Der Junge hüpft wie ein Gummiball auf und nieder, stimmt ein Lied an. Seine Worte klingen merkwürdig dünn in der Landschaft, so sehr er sich auch um Festigkeit in der Stimme bemüht.
»Kleine Möwe Jonathan …« Als hätten die Vögel seinen piepsigen Gesang vernommen, antworten sie ihm kreischend.
»Lass uns umkehren, Achim!«
Der Junge schüttelt den Kopf. »Ich muss bis ans Meer. Wo die Wellen brechen.«
»Warum?«, fragt sie, obwohl sie die Antwort eigentlich kennt. Maria zieht an seiner Hand. Die ist mittlerweile feucht geworden. Achim ist aufgeregt. Sie schaut in seine blassblauen Augen, die ihrem Blick aber ausweichen. »Du willst Bernsteine suchen, stimmt’s?«
Er nickt. Eine Strähne schiebt sich übers rechte Auge, wischt eine herauskullernde Träne zu einer gebogenen Linie.
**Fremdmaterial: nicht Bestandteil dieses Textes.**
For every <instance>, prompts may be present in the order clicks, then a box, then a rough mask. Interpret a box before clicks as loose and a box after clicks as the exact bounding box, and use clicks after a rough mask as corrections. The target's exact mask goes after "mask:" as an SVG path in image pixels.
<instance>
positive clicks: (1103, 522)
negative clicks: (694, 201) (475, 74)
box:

»Für Oskar«, flüstert er und reißt sich los. Er kraxelt den Dünenüberweg hinauf.
»Bleib stehen!«, ruft Maria.
Achim hört aber nicht hin. Er stolpert durch den Sand, rennt in Richtung Dünenkamm. Dort verharrt er eine Weile, schaut sich kurz um und verschwindet zum Strand.
Für Oskar also. Maria seufzt. Oskar ist Achims kleiner Bruder. Todkrank, hat Leukämie. Deshalb ist Achim in der Kinderfreizeit. Seine Eltern müssen sich um den Jüngeren kümmern. Für den Älteren bleibt nicht viel Raum in einer solchen Zeit. Maria hat die Mutter beim Abschied erlebt. Achim ist ihr zu viel. Ihr Herz war nicht bei ihm. Maria sieht das. Der Vater ist auch komisch. Er hat den Kleinen fest im Arm gehalten und ihm noch etwas ins Ohr geflüstert. Danach hat Achim zwar gestrahlt, aber trotzdem war auch zwischen den beiden keine Nähe zu spüren.
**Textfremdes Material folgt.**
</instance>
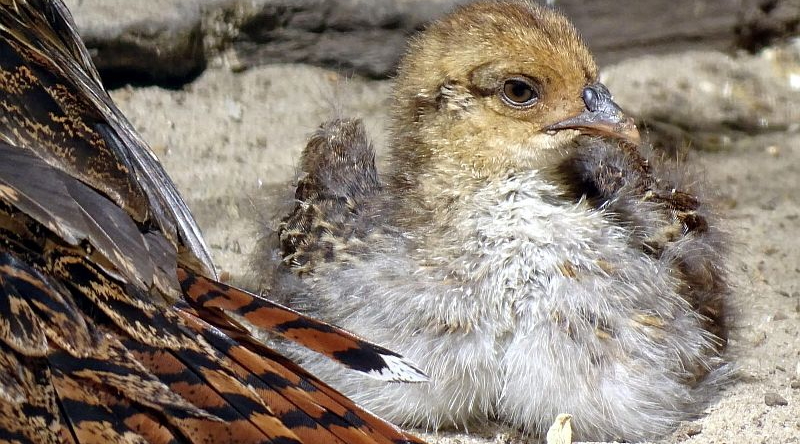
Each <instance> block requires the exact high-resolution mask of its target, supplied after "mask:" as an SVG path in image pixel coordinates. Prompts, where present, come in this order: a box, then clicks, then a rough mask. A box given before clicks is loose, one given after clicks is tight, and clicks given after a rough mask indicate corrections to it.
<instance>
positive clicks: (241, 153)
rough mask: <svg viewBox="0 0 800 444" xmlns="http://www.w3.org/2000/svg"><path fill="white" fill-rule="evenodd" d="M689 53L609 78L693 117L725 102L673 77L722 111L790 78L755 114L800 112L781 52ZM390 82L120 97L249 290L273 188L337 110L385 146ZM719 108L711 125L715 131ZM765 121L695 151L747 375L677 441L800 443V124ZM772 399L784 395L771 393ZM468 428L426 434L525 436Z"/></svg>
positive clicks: (183, 193)
mask: <svg viewBox="0 0 800 444" xmlns="http://www.w3.org/2000/svg"><path fill="white" fill-rule="evenodd" d="M682 57H683V58H682V59H675V58H666V59H663V60H659V59H655V60H640V61H630V62H626V64H625V65H622V66H618V67H612V68H611V69H608V70H606V73H607V75H606V77H608V81H609V83H610V84H613V86H612V91H614V92H615V93H616V94H617V96H618V98H619V99H620V100H619V101H620V102H621V104H622V105H623V106H627V107H628V108H629V109H643V110H645V109H647V106H648V104H649V105H653V104H654V103H663V102H664V101H665V100H667V99H669V100H672V101H673V102H674V103H675V104H677V106H681V105H682V104H684V105H685V106H686V107H691V106H694V107H699V108H698V110H695V111H693V112H696V113H700V112H701V111H702V110H703V109H705V108H703V107H704V106H709V107H713V106H717V105H720V103H719V101H717V102H713V101H712V100H707V98H705V97H704V96H703V95H702V94H703V91H698V90H696V89H695V88H689V87H687V88H682V87H675V86H674V85H673V84H671V83H670V82H674V81H675V77H676V73H680V74H679V75H678V77H680V76H683V77H685V78H688V79H690V81H691V79H692V78H693V76H706V77H708V78H709V79H710V82H711V86H710V88H711V89H710V90H708V91H706V92H707V93H709V92H710V93H713V94H712V95H716V96H719V97H718V98H720V97H721V99H720V100H722V104H721V105H720V109H728V110H730V109H729V108H731V107H733V108H734V111H735V109H738V108H737V107H746V106H751V105H752V104H750V102H747V101H746V100H739V98H737V97H736V91H735V88H734V91H733V92H732V93H731V92H730V91H728V92H726V87H730V85H731V82H733V83H732V84H733V85H734V86H736V85H737V82H739V83H738V84H743V85H744V86H745V87H747V86H748V85H749V86H753V85H756V86H757V85H759V83H758V82H759V79H758V78H756V77H758V76H762V77H763V76H765V75H766V76H768V77H770V76H771V77H770V79H772V80H770V81H773V80H774V81H775V82H778V83H776V84H780V85H783V86H781V87H777V86H776V87H775V88H777V89H775V88H773V89H774V90H770V88H766V90H765V91H762V90H759V91H755V92H752V91H751V92H750V93H749V94H750V96H752V95H756V96H757V97H756V98H758V99H759V100H761V99H763V100H764V101H765V102H764V103H766V105H764V106H767V107H769V106H773V108H769V109H768V108H764V107H763V106H762V107H761V108H759V107H758V106H756V107H755V108H753V109H752V110H751V111H753V110H755V111H758V110H761V111H760V112H763V113H768V112H772V114H769V115H770V116H773V115H774V116H773V117H772V118H773V120H774V119H778V120H779V118H782V117H783V118H785V117H787V116H790V117H794V116H796V115H797V114H796V113H797V106H798V105H795V104H796V103H800V100H798V101H794V100H788V101H787V100H786V97H790V98H791V97H794V96H791V94H794V93H793V90H792V89H791V88H790V87H791V80H792V78H793V77H791V75H792V74H791V73H788V74H787V72H786V69H784V68H786V67H785V66H783V65H781V69H775V64H774V60H771V59H769V58H768V57H767V58H765V57H761V58H752V57H751V58H744V59H741V60H732V59H729V58H727V57H725V56H722V55H718V54H716V55H715V54H712V55H710V56H709V55H697V56H692V55H688V56H686V55H684V56H682ZM686 57H688V59H687V58H686ZM768 59H769V60H768ZM687 60H694V61H695V62H697V63H695V65H697V66H694V65H692V64H691V63H688V62H687ZM670 63H672V66H670V65H669V64H670ZM709 67H710V68H712V69H711V70H709V69H708V68H709ZM793 67H795V65H791V66H790V68H793ZM692 69H696V70H697V72H692V71H691V70H692ZM704 70H705V71H704ZM701 71H702V72H701ZM720 71H721V72H720ZM748 73H749V74H748ZM765 73H766V74H765ZM748 75H749V76H751V77H747V76H748ZM762 80H763V79H762ZM781 82H783V83H781ZM690 83H691V82H690ZM692 85H693V83H692ZM780 85H779V86H780ZM787 85H788V86H787ZM706 86H708V85H706ZM390 88H391V85H390V83H389V82H385V81H384V82H366V81H362V80H357V79H352V80H348V79H343V78H341V77H340V76H339V75H337V74H336V73H335V72H330V71H325V70H322V69H316V68H309V67H304V66H268V67H264V68H260V69H256V70H251V71H247V72H244V73H238V74H232V73H230V72H226V71H221V70H217V71H214V70H212V71H208V72H206V73H205V74H203V75H202V76H201V77H200V78H198V79H197V80H196V81H195V82H194V83H192V84H190V85H188V86H186V87H185V88H184V89H183V90H179V91H174V90H172V91H170V90H163V89H159V88H155V87H149V88H141V89H131V88H128V89H120V90H116V91H114V92H113V96H114V98H115V99H116V100H117V102H118V103H119V104H120V106H121V107H122V109H123V110H124V111H125V112H126V114H127V115H128V116H129V117H130V118H131V120H132V121H133V123H134V125H135V126H136V127H137V128H138V129H139V130H140V131H141V132H142V133H143V134H144V137H145V139H146V140H148V141H149V142H150V143H151V145H152V146H153V147H154V149H155V150H156V152H157V154H158V155H159V156H160V158H161V159H162V160H163V162H164V164H165V165H166V168H167V170H168V171H169V172H170V174H171V175H172V176H173V178H174V179H175V181H176V182H177V184H178V186H179V188H180V189H181V190H182V192H183V194H184V196H185V197H186V199H187V200H188V202H189V206H190V207H191V208H192V209H193V211H194V212H195V214H196V216H197V219H198V221H199V223H200V225H201V227H202V228H203V229H204V232H205V234H206V236H207V239H208V241H209V243H210V245H211V247H212V250H213V254H214V256H215V259H216V261H217V263H218V264H219V266H220V268H221V269H222V270H225V271H228V272H230V274H231V276H232V279H233V280H234V281H237V282H240V283H245V284H246V283H247V282H248V280H249V278H252V274H249V272H248V267H247V263H248V253H249V252H250V251H251V249H252V247H253V244H254V242H253V241H254V238H255V233H256V227H257V225H258V224H257V221H259V220H261V219H263V218H265V217H268V216H269V215H270V214H271V209H270V208H269V207H266V206H265V205H264V202H263V201H264V196H265V195H267V194H269V193H274V192H282V193H285V194H286V195H290V194H289V193H291V192H292V190H291V187H290V185H289V182H290V180H291V178H292V177H293V176H294V174H295V171H296V168H295V165H296V163H297V161H298V158H299V153H300V150H301V149H302V147H303V144H304V140H305V138H306V136H307V135H308V134H309V133H310V132H311V131H313V130H314V128H315V127H316V126H317V125H318V124H319V123H320V122H321V121H323V120H325V119H327V118H330V117H332V116H336V115H358V116H361V117H364V118H365V119H366V120H367V126H368V128H369V130H370V132H371V133H372V136H373V138H374V140H375V143H376V146H377V147H378V148H379V150H380V149H381V147H382V146H383V145H384V139H383V131H384V129H385V120H386V113H385V111H386V105H387V96H388V93H389V91H390ZM676 88H677V89H676ZM700 89H701V90H702V88H700ZM706 89H708V88H706ZM728 89H730V88H728ZM745 89H746V88H745ZM745 92H747V91H745ZM651 94H652V98H651ZM659 94H660V96H659ZM726 94H727V95H726ZM731 94H732V95H731ZM750 96H748V97H750ZM750 98H752V97H750ZM746 102H747V103H746ZM759 103H761V102H759ZM762 105H763V103H762ZM753 106H755V105H753ZM759 106H760V105H759ZM781 107H783V108H781ZM687 109H688V108H687ZM712 111H713V110H712ZM711 114H712V116H711V117H709V118H708V119H709V122H710V123H708V122H707V125H705V126H704V127H713V126H714V125H713V123H714V117H713V112H712V113H711ZM698 115H699V114H698ZM775 116H777V117H775ZM762 123H763V122H762ZM763 126H764V128H763V130H760V131H757V133H758V134H756V135H753V134H749V135H748V134H736V135H734V136H733V137H731V136H730V135H724V136H719V135H716V136H715V137H717V139H715V140H721V141H722V142H721V143H719V144H718V145H715V146H716V148H715V149H714V150H711V151H692V152H691V153H690V154H689V157H688V160H687V163H688V164H689V166H691V167H692V168H697V169H700V170H705V173H704V174H703V175H702V177H703V180H706V181H707V182H709V183H710V187H711V188H712V189H713V190H714V194H715V195H716V198H715V199H716V200H717V206H718V207H719V208H720V210H721V211H722V212H723V214H725V221H724V224H725V226H726V228H727V229H728V230H729V231H730V232H731V233H732V240H733V248H732V250H733V254H732V258H731V263H732V270H733V274H734V277H735V283H736V286H737V288H736V291H735V293H734V296H733V300H732V302H731V304H732V312H733V325H732V331H731V338H732V339H731V343H730V348H729V352H728V353H729V356H730V358H731V359H732V360H734V361H735V362H736V363H737V365H738V368H739V373H740V375H741V376H740V377H739V379H738V381H737V382H736V383H735V384H733V385H732V386H730V387H729V388H727V389H726V390H725V391H724V393H723V394H722V395H721V396H720V398H719V400H718V401H716V402H715V403H713V404H712V405H711V406H709V408H708V409H707V414H706V415H705V416H704V417H703V418H701V419H699V420H698V421H695V422H693V423H691V424H686V425H685V427H682V428H681V429H680V430H679V431H677V432H676V433H675V434H674V435H673V436H671V437H669V438H668V439H667V441H666V442H687V443H798V442H800V339H799V337H800V279H798V277H800V260H798V259H800V235H798V223H799V222H800V220H799V219H800V192H798V189H800V143H799V142H800V133H798V126H797V125H792V124H786V125H784V124H781V125H777V126H775V127H770V126H769V125H763ZM712 129H713V128H712ZM712 132H713V131H712ZM774 395H777V403H776V402H775V401H776V400H775V399H767V398H774ZM781 404H784V405H781ZM471 432H472V433H470V434H457V433H445V432H440V433H439V434H437V435H425V436H426V438H428V439H430V440H431V441H432V442H436V443H441V444H444V443H448V444H455V443H460V444H468V443H510V442H517V441H518V440H521V439H522V438H519V437H517V436H516V435H515V433H514V432H513V431H509V430H506V429H504V428H503V427H502V426H499V425H490V426H487V427H486V428H484V429H481V430H472V431H471Z"/></svg>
Es steht ihr nicht zu, über irgendjemanden zu richten. Das ist arrogant.
Maria folgt Achim. Der Sand, der seitlich in ihre Sandalen rieselt, ist unangenehm. Sie schüttelt ihn aus, schleppt sich die Düne hinauf. Neben ihr raschelt es. Sie sieht das Ende einer Kreuzotter gerade im Dünengras verschwinden. Maria ist froh, dass der Überweg größtenteils mit Holzbohlen ausgelegt ist. Darauf läuft es sich etwas besser. Doch die Wärme steht hier schon, nimmt ihr die Luft zum Atmen. Sie ist empfindlich damit. Als sie den Strand endlich vom Dünenkamm aus überblicken kann, rennt Achim bereits in Richtung Wattsaum.